A Rainy Day in New York war die erste Arbeit, die Woody Allen im Rahmen eines aufsehenerregenden Vertrags über vier Film für Amazon drehte. Nachdem Allen im Zuge der MeToo-Bewegung 2017 von seiner Adoptivtochter Dylan Farrow erneut beschuldigt wurde, sie sexuell belästigt zu haben, zog sich Amazon aus dem Vertrag zurück und brachte den Film nicht mehr heraus. Allen verklagte das Unternehmen auf 68 Millionen Dollar, erst Anfang November kam es zu einer außergerichtlichen Einigung. Zum Zeitpunkt des Interviews durfte Allen nicht über Amazon sprechen.

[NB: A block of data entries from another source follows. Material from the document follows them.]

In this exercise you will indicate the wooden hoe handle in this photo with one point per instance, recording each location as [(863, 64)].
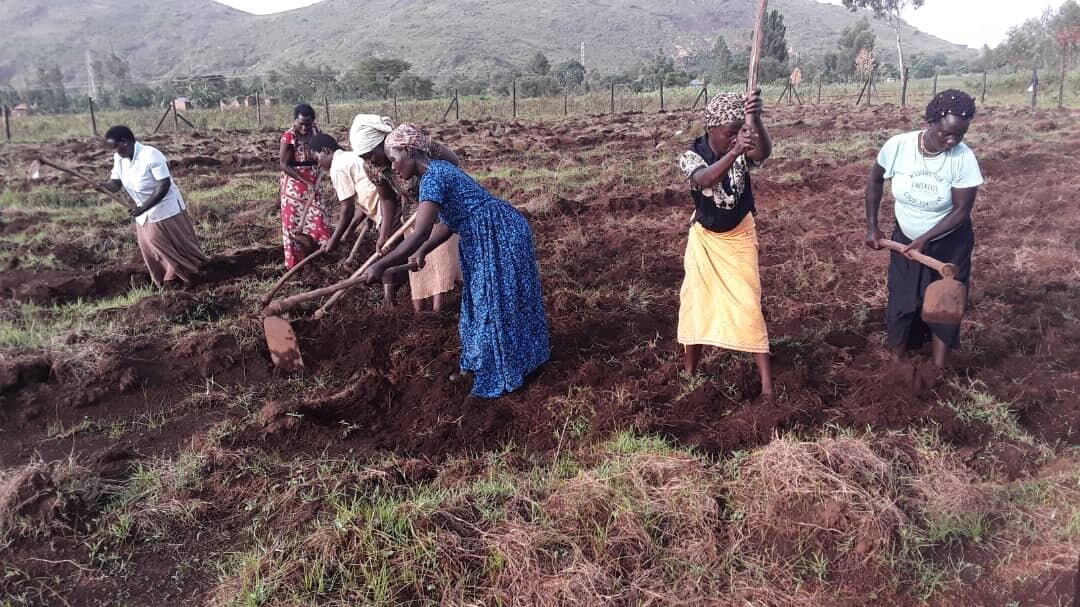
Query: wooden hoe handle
[(941, 267)]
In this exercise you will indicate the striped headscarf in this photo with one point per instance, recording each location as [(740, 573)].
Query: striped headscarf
[(724, 109), (408, 136)]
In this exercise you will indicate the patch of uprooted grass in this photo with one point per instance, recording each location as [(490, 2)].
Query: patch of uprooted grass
[(41, 498), (841, 518)]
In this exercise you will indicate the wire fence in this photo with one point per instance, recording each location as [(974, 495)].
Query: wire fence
[(988, 89)]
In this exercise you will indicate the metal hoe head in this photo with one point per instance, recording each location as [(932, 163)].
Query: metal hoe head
[(281, 341), (944, 301)]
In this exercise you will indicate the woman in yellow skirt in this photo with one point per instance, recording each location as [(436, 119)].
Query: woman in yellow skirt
[(720, 300)]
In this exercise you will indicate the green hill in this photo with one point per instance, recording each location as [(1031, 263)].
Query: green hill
[(441, 38)]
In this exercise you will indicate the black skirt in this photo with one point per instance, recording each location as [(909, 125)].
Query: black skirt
[(907, 286)]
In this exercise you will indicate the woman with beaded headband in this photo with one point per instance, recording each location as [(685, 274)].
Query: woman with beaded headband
[(503, 325), (934, 179), (720, 299)]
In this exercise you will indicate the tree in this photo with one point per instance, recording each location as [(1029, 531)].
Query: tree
[(49, 92), (852, 40), (376, 76), (720, 62), (538, 65), (570, 73), (774, 42), (890, 11)]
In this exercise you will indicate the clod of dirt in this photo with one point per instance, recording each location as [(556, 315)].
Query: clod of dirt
[(22, 373)]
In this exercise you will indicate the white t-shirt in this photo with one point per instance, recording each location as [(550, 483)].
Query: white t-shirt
[(349, 178), (922, 187), (139, 177)]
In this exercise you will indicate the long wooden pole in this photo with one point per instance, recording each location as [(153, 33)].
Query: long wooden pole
[(903, 91), (93, 119), (755, 52), (1035, 86)]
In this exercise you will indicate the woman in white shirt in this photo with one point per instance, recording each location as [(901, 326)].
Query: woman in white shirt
[(162, 226), (934, 180)]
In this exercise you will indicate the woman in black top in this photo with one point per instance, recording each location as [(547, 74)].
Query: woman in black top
[(720, 300)]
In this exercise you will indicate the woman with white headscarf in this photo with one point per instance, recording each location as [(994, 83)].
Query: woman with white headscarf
[(720, 300), (400, 197)]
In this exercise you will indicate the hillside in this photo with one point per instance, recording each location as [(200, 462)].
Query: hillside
[(442, 38)]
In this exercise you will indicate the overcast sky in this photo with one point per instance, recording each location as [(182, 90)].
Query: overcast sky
[(973, 23)]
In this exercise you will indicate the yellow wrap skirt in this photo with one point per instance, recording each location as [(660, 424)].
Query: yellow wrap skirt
[(720, 300)]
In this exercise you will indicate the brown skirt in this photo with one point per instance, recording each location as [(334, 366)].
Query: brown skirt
[(171, 248), (442, 270)]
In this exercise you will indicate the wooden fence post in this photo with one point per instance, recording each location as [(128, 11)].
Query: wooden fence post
[(1061, 90), (169, 108), (1035, 86), (93, 119), (903, 91)]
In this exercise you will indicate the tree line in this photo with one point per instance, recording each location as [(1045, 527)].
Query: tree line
[(1040, 42)]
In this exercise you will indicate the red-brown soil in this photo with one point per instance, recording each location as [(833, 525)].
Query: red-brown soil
[(610, 254)]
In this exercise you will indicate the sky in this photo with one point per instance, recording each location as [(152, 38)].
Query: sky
[(973, 23)]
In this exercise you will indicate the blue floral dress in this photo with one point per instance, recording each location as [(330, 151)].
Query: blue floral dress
[(503, 325)]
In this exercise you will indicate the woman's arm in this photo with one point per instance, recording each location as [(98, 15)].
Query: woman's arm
[(159, 194), (963, 201), (427, 216), (389, 210), (348, 212), (712, 175), (440, 234), (763, 143), (875, 188), (284, 154)]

In dem Fall, der sich 1992 ereignet haben soll, wurden die Ermittlungen gegen Allen fallengelassen. Es steht Aussage gegen Aussage. Anders als früher wird Allen allerdings in den USA nun dafür sozial geächtet. Auch seine älteren Filme werden neu diskutiert, schwerer für den Regisseur dürfte jedoch der Umstand wiegen, dass Schauspieler wie Timothée Chalamet oder Rebecca Hall ankündigt haben, nicht mehr mit ihm drehen zu wollen. (kam)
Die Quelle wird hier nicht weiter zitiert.